A recent xkcd:
There is a famous story about Bertrand Russell, who proved that if 1=0, he was the Pope. Add 1 to each side of the equation. This gives you the equation 2=1. The set containing Russell and the Pope has two members. But since 2=1 it has one member. And since it is the set of Rusell and the Pope that single member must be both Bertrand Russell and the Pope. Therefore Bertrand Russell is the Pope.
There are, however, many reasons why one wouldn't want a logical system in which contradictions imply everything whatsoever; for instance, one could want a logical system in which contradictions imply nothing whatsoever. Systems in which contradictions don't explode, that is, in which they don't imply everything, are called paraconsistent systems. The usual way of making a paraconsistent system in philosophical circles is to deny disjunctive syllogism; anyone who has been reading me long enough knows that I find this an exasperatingly silly move.
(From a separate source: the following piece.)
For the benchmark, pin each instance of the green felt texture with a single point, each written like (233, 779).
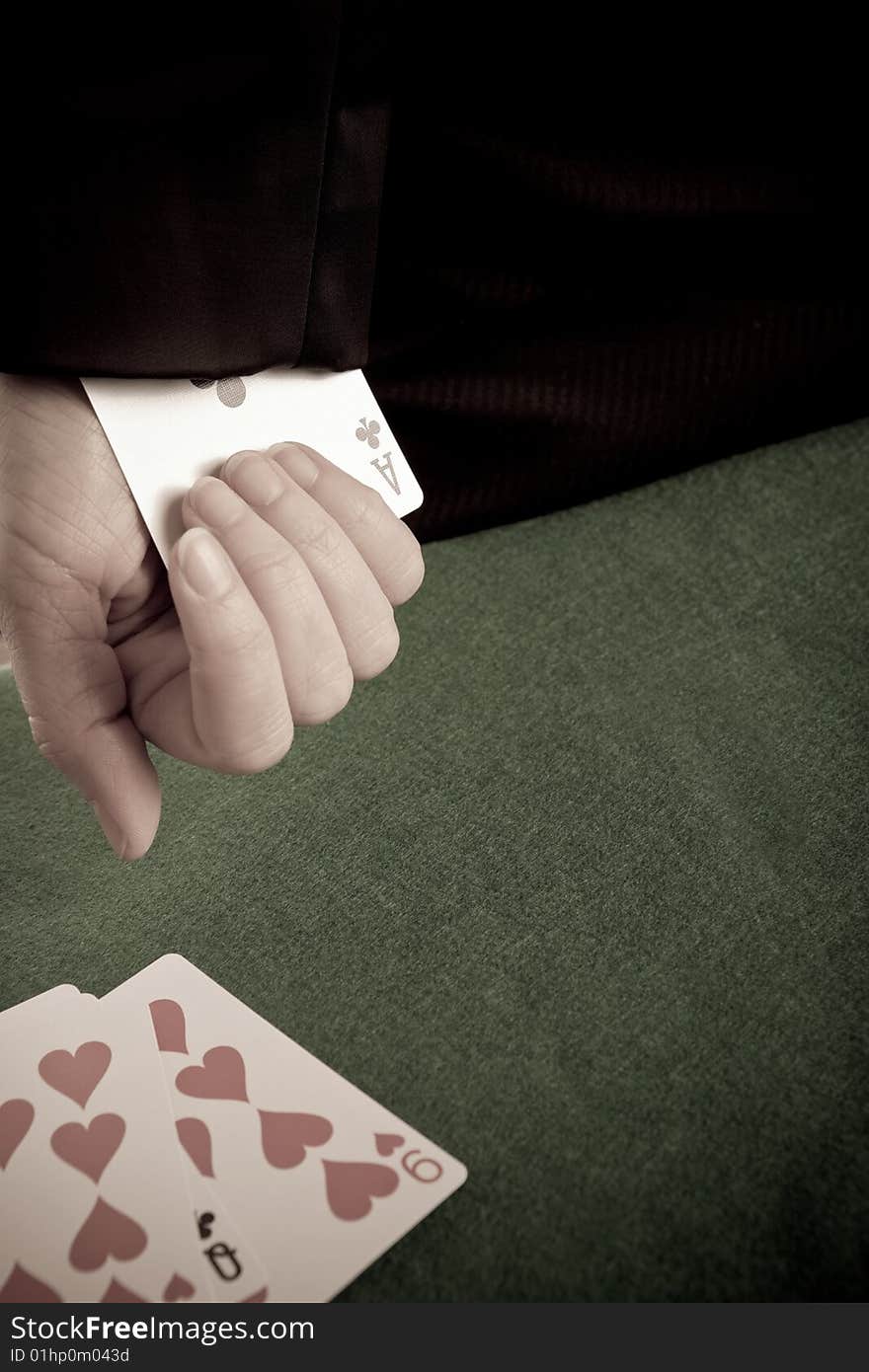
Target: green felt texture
(578, 888)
Disjunctive syllogism is a central inference rule; eliminating it to avoid explosion is like welding shut the vault to keep the bank from being robbed. A far more rational strategy, which is more popular in computer science circles than it is in philosophy circles, is to eliminate the rules of addition and weakening; this makes sense because they are the only rules that let you introduce absolutely anything into an inference in the first place. If you take that route, you can avoid explosion and still reason like an intelligent person.
But to some extent it is a matter of notational convenience rather than serious substance; as Hartley Slater has noted, whenever you start messing with any inference rules you are also changing the kind of operations you are doing: 'or' simply does not mean the same thing, does not indicate the same connection or operation, in a system that has disjunctive syllogism when compared to a system that does not have disjunctive syllogism. But that's an argument for a paraconsistent system that keeps disjunctive syllogism, too, because we should keep the things that are most useful.